Justin Trudeau (poorly played by Justin Trudeau), dressed in a bright pink Santa Claus suit, struggles to distribute CERB (Canada Emergency Response Benefit) cheques to Canadians fast enough in his fairy dust-powered sleigh. So he enlists the help of LaShawn Jenkins (who, due to medical issues, is played by a hologram likeness of hip-hop superstar Drake), who is able expedite the process and help Justin make it rain. The two of them are able to drop benefits like it’s hot to the tune of over $340B in just 5 months starting March, 2020.

Mike Oxlong

Things are going just fine until the feisty Conservative finance critic, Mike Oxlong (played by Forest Whitaker), receives a cheque in his chimney and asks himself, “Where in Sam Heck is this money coming from, y’all?” After some forensic accounting, he realizes that Justin Trudeau’s government is issuing bonds, and then printing money to buy most of the bonds from itself! Aimed at stopping this circular fiduciary madness, Mike Oxlong challenges the CERB payments bill in parliament and files a formal complaint with the ethics commissioner.

Fearing that he could be staring down the barrel of his 4th ethics investigation, but having no idea what to do next, Justin hires a well-known medium Jancy Noesbluster (played by Celine Dion) to consult with his late, great father for some advice. Pierre Elliot instructs his protégé to ask for the money back. Here’s a quote from this scene in the film,

Pierre Elliott Trudeau

“Justin, my dear son, if the people don’t givE back your money, then I want you to get out there and take it. Stop at nothing to take back what is rightfully yours. And start with the western provinces, in particular, that filthy province known as Alberta. Use a very heavy hand with those bastards because they must suffer, and suffer dearly under a next generation trudeau reign – what I started in the mid-80s with the NEP was not enough, it is up to you, son, to carry on the torment… to rub acid into their wounds, to break them. i want you to break them, son, and have no mercy on those from the west!!!” – Pierre Eliott Trudeau

Justin, reinvigorated from his father’s pep talk, initiates a project code-named Life Father Like Son, where he enlists the help of Canada Revenue Agency (CRA) minions to infiltrate the Canadian masses and recovery the billions handed out. In true 4D fashion, theatres were equipped with machines that actually dropped replicas of CERB cheques into the audience. And the children of CRA employees are instructed to scurry through dark theatres snatching the purses and wallets of unsuspecting moviegoers in an effort to support real-life cause of taking back the money.

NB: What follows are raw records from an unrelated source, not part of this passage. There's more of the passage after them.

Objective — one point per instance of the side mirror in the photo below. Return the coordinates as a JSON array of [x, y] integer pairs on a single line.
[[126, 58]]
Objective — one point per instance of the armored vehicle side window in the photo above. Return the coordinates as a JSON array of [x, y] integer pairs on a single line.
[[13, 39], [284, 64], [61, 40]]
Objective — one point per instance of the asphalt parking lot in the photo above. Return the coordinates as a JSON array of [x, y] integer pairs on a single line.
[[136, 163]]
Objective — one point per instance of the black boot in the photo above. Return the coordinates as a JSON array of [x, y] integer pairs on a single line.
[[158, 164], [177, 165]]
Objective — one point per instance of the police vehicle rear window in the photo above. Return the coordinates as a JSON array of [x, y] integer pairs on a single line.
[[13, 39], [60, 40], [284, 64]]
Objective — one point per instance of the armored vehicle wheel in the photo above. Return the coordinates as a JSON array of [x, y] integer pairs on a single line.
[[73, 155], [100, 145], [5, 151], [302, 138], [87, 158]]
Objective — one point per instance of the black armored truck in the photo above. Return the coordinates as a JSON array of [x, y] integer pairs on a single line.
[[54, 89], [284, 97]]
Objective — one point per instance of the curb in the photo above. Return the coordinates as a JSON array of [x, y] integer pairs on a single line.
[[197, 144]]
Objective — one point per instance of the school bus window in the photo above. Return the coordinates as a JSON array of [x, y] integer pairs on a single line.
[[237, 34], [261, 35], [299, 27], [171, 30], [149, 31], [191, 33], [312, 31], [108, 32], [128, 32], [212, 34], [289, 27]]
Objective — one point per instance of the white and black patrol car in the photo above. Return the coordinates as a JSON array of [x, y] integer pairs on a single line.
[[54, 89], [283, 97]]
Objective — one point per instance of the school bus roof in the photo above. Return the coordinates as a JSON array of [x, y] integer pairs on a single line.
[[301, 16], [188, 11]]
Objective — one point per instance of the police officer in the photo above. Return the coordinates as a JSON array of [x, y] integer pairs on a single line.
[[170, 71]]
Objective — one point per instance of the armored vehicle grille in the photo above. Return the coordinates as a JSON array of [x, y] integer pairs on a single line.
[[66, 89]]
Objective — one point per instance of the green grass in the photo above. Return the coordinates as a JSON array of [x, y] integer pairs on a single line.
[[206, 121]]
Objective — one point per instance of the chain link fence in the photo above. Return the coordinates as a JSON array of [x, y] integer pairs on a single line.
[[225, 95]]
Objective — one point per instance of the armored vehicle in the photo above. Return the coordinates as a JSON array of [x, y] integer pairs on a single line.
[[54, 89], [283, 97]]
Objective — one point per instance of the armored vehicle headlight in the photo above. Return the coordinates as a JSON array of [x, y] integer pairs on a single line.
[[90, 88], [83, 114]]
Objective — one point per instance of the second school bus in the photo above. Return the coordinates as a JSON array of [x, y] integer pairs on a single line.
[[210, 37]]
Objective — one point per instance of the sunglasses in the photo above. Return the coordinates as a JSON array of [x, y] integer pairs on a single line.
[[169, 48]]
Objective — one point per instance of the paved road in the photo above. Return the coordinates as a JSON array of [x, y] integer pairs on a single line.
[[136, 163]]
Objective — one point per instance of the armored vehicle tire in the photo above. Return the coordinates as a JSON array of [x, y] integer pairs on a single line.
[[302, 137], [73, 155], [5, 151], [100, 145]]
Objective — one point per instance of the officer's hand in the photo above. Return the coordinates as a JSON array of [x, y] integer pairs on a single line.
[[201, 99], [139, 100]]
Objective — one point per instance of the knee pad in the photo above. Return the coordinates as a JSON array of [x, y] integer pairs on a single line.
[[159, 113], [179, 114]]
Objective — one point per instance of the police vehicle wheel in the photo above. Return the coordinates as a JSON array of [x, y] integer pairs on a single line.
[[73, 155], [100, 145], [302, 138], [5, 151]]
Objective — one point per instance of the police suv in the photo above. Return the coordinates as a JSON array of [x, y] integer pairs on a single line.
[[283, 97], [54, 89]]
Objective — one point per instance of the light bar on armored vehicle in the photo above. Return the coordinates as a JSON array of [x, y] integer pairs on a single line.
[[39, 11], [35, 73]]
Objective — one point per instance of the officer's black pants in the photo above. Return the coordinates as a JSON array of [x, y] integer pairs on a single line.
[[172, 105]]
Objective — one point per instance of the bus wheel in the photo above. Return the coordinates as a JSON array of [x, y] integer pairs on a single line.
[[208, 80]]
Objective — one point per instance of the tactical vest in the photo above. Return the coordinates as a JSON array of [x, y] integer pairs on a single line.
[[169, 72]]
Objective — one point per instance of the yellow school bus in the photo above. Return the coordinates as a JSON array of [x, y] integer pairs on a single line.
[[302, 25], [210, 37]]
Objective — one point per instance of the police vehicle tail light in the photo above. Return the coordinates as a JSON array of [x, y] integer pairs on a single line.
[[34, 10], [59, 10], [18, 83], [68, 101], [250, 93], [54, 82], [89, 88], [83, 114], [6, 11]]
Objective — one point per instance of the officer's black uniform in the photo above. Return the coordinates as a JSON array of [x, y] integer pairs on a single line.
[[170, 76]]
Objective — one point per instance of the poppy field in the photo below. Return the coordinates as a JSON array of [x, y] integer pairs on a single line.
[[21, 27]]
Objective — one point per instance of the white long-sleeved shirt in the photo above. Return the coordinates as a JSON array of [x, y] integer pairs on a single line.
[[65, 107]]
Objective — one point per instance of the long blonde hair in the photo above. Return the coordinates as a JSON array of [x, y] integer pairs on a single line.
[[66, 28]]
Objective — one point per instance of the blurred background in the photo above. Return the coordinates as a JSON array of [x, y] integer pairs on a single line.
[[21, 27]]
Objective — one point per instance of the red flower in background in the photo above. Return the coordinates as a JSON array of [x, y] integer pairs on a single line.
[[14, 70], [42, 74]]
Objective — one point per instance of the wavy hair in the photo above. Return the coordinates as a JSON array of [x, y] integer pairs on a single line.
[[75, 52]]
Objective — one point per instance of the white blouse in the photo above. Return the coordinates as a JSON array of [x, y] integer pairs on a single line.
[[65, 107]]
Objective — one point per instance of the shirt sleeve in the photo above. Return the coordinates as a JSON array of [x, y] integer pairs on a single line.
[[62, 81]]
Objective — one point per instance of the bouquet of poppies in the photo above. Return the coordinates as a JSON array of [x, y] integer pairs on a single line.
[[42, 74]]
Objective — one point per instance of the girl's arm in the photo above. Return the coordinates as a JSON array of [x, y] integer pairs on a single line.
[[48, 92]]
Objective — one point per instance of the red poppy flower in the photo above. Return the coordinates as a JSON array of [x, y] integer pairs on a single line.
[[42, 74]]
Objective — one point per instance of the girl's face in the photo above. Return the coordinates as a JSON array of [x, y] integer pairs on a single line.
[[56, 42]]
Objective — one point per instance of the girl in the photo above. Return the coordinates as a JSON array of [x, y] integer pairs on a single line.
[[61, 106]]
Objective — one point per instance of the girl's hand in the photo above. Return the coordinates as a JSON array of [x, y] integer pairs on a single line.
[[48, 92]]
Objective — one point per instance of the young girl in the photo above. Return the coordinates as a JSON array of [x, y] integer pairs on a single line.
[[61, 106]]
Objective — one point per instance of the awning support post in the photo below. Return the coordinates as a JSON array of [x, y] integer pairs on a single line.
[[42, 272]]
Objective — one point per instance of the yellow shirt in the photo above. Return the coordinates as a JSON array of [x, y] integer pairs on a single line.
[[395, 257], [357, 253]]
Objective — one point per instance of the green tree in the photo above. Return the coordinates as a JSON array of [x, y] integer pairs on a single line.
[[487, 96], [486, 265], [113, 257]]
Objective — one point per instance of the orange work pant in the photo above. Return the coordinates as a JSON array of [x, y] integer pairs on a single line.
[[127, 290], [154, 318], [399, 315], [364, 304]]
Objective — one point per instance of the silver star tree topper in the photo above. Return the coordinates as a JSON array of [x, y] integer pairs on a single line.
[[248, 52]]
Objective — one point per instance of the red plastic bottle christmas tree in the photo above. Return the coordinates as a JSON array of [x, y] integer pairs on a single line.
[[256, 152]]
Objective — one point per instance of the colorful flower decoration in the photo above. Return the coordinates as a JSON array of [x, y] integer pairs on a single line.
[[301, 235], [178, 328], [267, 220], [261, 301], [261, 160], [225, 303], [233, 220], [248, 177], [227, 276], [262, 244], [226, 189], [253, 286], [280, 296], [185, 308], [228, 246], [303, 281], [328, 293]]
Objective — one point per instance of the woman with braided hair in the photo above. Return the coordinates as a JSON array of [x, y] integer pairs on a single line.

The last 45 minutes of the film is spent anxiously waiting for all of the heavily foreshadowed danger around Project LFLS to come to head, which it does in a plethora of melodramatic scenes featuring Justin leading a group of angry, violent mobs of CRA agents.

Keeping in trend with Butt’s other industry movie attempts, The CERBY Clause – Watch Yo Pockets was an unmitigated disaster. The film grossed nearly $1,348 over its debut weekend, which is roughly only $156,000,000 less than the #1 movie. But despite the movie’s failure, there are reports of Justin Trudeau’s popularity rating taking a 60% boost driven entirely by pity for the fella known as Canada’s sugar daddy.

In closing, I’d like to say that the movie could have been good, but during the entire thing my eyes hurt. I was not tired and the screen was the correct distance away from me, but my eyes continued to hurt. In light of this, 2P News gives this movie 0.49 out of 5 stars. [Edit: It turns out I had conjunctivitis.] Expect to see this title on BetaMax within a week.